I think when it comes to “en femme firsts” we anticipate something HUGE. For example, when I went out into the real world for the first time during the day, I expected people staring at me, pointing at me, perhaps even verbally berating me.
But it was so… normal.
People were lovely or indifferent. There was no harassment, no one was unkind. I had prepared myself emotionally and mentally for years but I didn’t need to.
When I meet a new member of the MN T-Girls and it’s their first time out not only with the group but also their first time out EVER, I usually ask how their feeling. They seem surprised that it feels very normal. That they are more at ease than they expected.
And this is wonderful.
And this is validating. What I mean is I feel validated as a t-girl. I have moved on from wanting to pass and I have moved on from believing in passing, so the thought and hope that people think I am cisgender is in the rearview mirror. I expect every barista and cashier and random person at the mall looks at me and knows I am transgender.

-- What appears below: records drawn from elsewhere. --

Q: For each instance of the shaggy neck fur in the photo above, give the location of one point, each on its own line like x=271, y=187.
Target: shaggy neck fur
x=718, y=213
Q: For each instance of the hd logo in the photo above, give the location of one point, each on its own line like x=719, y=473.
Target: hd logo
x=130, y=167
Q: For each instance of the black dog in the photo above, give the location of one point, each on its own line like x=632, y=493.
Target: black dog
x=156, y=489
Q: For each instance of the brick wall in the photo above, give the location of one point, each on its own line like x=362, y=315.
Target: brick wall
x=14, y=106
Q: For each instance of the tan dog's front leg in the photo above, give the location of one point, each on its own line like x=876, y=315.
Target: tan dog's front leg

And it’s okay for them to know that. I am transgender. Someone knowing my gender identity is no different than someone knowing I am right-handed. There are some things about others you can’t help but realize.
But once someone makes this realization is what matters. If someone looks at me and acknowledges me as a transgender girl and that information shapes how they will interact with then it likely will be an issue. What I mean is that if someone decides to be rude to me because they have acknowledged my gender identity then they are likely an asshole. This is also true when it comes to someone else’s race, skin color, religious beliefs, or similar characteristics.
The validation I mentioned comes from someone knowing I am transgender and they choose to strike up a conversation, engage in small talk, or call me “ma’am”.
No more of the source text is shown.